Besser wäre es, hätte man eine (meinentwegen distributionsspezifische) KonfigurationsSTRUKTUR in einem speziellen Unterverzeichniss von ~/. Allerdings bewegen sich mehrere große Ansammlungen von Programmen langsam in diese Richtung (z.B. .gnome), was zumindest für die Zukunft auf Besserung hoffen lässt.

Schlussfolgerungen


Das letzte Wort bezüglich dieser Problematik ist sicher noch nicht gesprochen. Microsoft wird sicher noch einige Jahre nach einer sinnvollen Lösung suchen und dabei weiterhin ziemlich offensichtlich die lange bei UNIX bestehende und gut funktionierende Version ignorieren. (Frei nach: "Those who don't understand unix are doomed to reinvent it poorly.")
Durch "Stickware" und die damit zusammenhängende Verwendungsart von privaten Daten auf mobilen Datenträgern ist etwas frischer Wind in die ganze Sachlage gekommen, eventuell fällt ja auch auf dieser Basis noch irgendwann jemandem eine ultimative Lösung ein.
Auch unter Unix zeigen sich nach vielen Jahren die ersten Veränderungen. Wohin die Reise geht kann man aber auch dort noch sehr schwer abschätzen.

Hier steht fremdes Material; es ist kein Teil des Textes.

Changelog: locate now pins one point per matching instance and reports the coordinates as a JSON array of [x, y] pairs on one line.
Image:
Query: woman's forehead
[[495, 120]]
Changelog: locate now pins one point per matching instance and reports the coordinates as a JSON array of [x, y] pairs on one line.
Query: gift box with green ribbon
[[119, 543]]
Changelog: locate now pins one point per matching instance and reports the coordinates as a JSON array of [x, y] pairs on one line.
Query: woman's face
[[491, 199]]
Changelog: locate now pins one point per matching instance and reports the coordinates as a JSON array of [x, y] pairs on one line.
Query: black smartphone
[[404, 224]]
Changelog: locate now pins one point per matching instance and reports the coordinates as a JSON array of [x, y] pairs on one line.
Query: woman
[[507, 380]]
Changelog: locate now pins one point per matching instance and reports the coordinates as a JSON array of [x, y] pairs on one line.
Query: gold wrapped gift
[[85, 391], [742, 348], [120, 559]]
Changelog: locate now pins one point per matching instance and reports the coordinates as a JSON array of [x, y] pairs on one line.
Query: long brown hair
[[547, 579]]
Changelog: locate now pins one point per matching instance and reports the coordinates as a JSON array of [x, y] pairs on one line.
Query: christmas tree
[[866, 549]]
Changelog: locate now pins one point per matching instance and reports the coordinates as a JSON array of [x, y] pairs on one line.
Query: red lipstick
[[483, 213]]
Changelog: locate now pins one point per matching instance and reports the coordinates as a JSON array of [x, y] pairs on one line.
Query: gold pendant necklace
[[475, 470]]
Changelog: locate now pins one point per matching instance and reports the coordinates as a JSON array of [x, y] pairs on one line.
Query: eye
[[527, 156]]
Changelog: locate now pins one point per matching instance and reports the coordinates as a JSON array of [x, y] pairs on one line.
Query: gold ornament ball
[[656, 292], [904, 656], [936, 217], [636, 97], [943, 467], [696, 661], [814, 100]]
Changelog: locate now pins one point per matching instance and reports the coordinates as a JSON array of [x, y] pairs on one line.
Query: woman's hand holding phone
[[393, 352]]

Wichtig für neue Entwürfe sollte meiner Meinung nach die Frage sein inwiefern sich der Überblick für den Nutzer erhalten lässt. Auch die Frage nach dem Format, in dem die Konfiguration schlussendlich abgelegt wird, ist sicherlich von zentraler Bedeutung. Dies werde ich aber in einem seperatem Post behandeln.

Ich bedanke mich also für eure Aufmerksamkeit.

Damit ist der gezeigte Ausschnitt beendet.